Felix had each day the sorrow born with him; for the rest, he pretended that he noticed nothing. Robin was almost never home; he did not know how to inquire for her. Sometimes coming into a café he would creep out again, because she stood before the bar—sometimes laughing, but more often silent, her head bent over her glass, her hair swinging; and about her people of every sort.
One night, coming home about three, he found her in the darkness, standing, back against the window, in the pod of the curtain, her chin so thrust forward that the muscles in her neck stood out. As he came toward her she said in a fury, ‘I didn’t want him!’ Raising her hand she struck him across the face.
He stepped away, he dropped his monocle and caught at it swinging, he took his breath backward. He waited a whole second, trying to appear casual. ‘You didn’t want him,’ he said. He bent down pretending to disentangle his ribbon, ‘It seems I could not accomplish that.’
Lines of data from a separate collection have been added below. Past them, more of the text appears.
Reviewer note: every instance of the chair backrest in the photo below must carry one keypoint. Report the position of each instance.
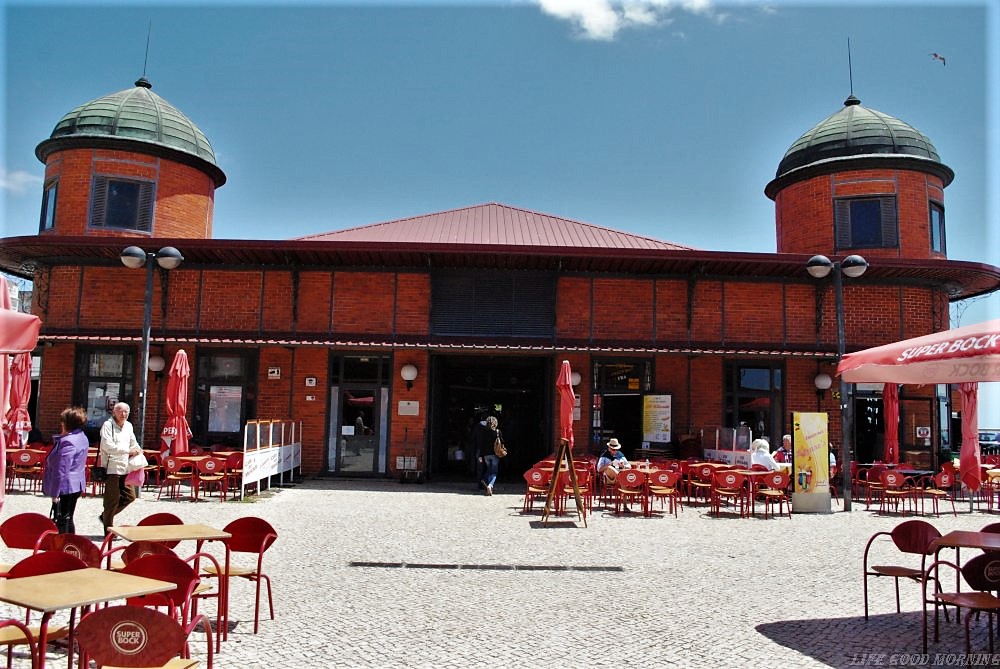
(25, 458)
(211, 466)
(631, 479)
(140, 549)
(47, 562)
(915, 536)
(891, 478)
(76, 545)
(983, 572)
(728, 480)
(164, 567)
(706, 473)
(778, 480)
(250, 535)
(26, 530)
(536, 476)
(130, 636)
(163, 518)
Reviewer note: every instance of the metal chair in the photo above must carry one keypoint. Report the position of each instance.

‘Why not be secret about him?’ she said. ‘Why talk?’
Felix turned his body without moving his feet. ‘What shall we do?’
She grinned, but it was not a smile. ‘I’ll get out,’ she said. She took up her cloak, she always carried it dragging. She looked about her, about the room, as if she were seeing it for the first time.
For three or four months the people of the quarter asked for her in vain. Where she had gone no one knew. When she was seen again in the quarter, it was with Nora Flood. She did not explain where she had been, she was unable or unwilling to give an account of herself. The doctor said: ‘In America, that’s where Nora lives. I brought her into the world and I should know.’
CHAPTER THREE
Night Watch
The strangest ‘salon’ in America was Nora’s. Her house was couched in the centre of a mass of tangled grass and weeds. Before it fell into Nora’s hands the property had been in the same family two hundred years. It had its own burial ground, and a decaying chapel in which stood in tens and tens mouldering psalm books, laid down some fifty years gone in a flurry of forgiveness and absolution.